Hubo un breve tiempo en que sobreviví lavando platos en un buque plataforma. Fue un viaje largo, de Hamburgo a Río Grande por el Atlántico, durante el cual me dediqué, entre otras cosas, a lavar platos. Los tripulantes (pocos, apenas una población de travesía dedicada al mantenimiento y la movilidad de la nave) eran apenas cuarenta, en su mayoría no marineros sino soldadores procedentes de las Islas Canarias y de la Bretaña francesa. El buque (DLB 1601 se llamaba, tal vez se sigue llamando) se dedicaba a la instalación submarina de oleoductos, y eso venía a hacer a Tierra del Fuego. Pero todo esto no tiene importancia. Solía almorzar con los soldadores canarios, mucho más predispuestos y sociables que los franceses, bastante fascistas, por cierto. Y hablábamos y los oía hablar. Me llamaba la atención una frase recurrente, una especie de mantra que alguno solía emitir en esos escasos segundos durante los que reinaba el silencio. El mantra, con más o menos variantes, decía: “¡Qué lindo día para naufragar!”.
Llegado a un punto pedí explicaciones, y éstas más o menos podían reducirse así: “Si naufragáramos, nuestra salvación estaría asegurada. Los botes salvavidas a motor podrían dejarnos en menos de dos horas en Dakar y a partir de entonces nuestra existencia y la de nuestras familias estaría asegurada: cobraríamos indemnización y seguro”. Es por eso que los ingenieros del barco hacían tantos controles todo el tiempo: cuidaban al buque de los intentos de sabotaje de los tripulantes, deseosos de volverse a casa con los bolsillos llenos de dinero. (Recordaba entonces a uno de los personajes de una novela de Julio Verne, Una ciudad flotante, un hombre rico que hacía la misma travesía en barco, entre Liverpool y Nueva York, con el único fin de naufragar. De hecho la novela concluye con un telegrama que reza: “A bordo del Cornogny, arrecifes de Aukland. ¡Por fin hemos naufragado!
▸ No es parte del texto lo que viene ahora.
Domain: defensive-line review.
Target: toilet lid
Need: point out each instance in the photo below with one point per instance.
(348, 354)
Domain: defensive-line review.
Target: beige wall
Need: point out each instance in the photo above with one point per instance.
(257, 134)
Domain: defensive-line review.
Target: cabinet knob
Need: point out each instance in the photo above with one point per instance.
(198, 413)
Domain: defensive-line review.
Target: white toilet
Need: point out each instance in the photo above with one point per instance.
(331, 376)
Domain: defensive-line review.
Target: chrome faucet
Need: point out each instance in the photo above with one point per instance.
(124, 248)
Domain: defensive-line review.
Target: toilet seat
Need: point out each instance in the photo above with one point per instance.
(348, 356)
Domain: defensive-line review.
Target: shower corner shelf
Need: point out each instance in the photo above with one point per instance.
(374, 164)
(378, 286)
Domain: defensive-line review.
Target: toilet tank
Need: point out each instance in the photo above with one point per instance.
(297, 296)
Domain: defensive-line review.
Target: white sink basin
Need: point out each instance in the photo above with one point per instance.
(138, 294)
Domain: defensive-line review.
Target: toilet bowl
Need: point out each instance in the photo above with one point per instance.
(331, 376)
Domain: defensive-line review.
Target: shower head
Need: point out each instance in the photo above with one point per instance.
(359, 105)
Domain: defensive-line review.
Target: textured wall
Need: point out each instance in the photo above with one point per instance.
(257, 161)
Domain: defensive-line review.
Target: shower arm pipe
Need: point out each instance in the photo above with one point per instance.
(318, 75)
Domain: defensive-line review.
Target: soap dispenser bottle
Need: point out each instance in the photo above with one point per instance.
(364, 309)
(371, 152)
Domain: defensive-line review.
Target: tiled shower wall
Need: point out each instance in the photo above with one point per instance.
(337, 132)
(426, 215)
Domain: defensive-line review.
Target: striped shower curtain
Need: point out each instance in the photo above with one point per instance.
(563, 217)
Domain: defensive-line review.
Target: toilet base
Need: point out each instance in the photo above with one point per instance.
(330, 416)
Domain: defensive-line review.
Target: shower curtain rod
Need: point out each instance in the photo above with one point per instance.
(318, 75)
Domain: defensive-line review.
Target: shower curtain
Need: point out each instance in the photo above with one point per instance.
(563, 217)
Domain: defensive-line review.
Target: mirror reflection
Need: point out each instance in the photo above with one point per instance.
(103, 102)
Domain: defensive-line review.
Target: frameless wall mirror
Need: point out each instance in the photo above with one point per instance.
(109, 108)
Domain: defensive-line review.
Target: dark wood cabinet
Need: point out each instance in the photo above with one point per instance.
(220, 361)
Nunca me encontré tan bien”.) Con estos antecedentes me atrevo a decir que los 33 mineros que volvieron a ver la luz del día son los hombres con más suerte del mundo.
Sin exagerar al punto de esbozar una teoría del sabotaje (cosa que no descartaría, una especie de huida de la cárcel al revés, es posible), desde el primer momento, desde el día de la esquela pegada a la sonda que daba cuenta de los 33 sobrevivientes, pensé que debían sentirse tan felices como mis amigos canarios del DLB 1601 si conseguían naufragar, o como el doctor Pitferge de la novela de Verne, que finalmente lo consiguió; pensé que esos 33 mineros eran unos tipos con suerte.
Y no cabe ninguna duda de ello. No sólo cobrarán cantidades enormes de dinero por indemnización y daños y perjuicios, sino que terminarán, como los sobrevivientes que se lanzan aguas abajo en las cataratas del Niágara o los uruguayos caníbales de la cordillera, dando la vuelta al mundo contando y volviendo a contar las peripecias que vivieron en aquellos 69 días en las entrañas de la Tierra.
De modo que dejen de congraciarse con esos mineros y miren un poco hacia abajo, o mejor, hacia adentro. Los que estamos enterrados somos nosotros.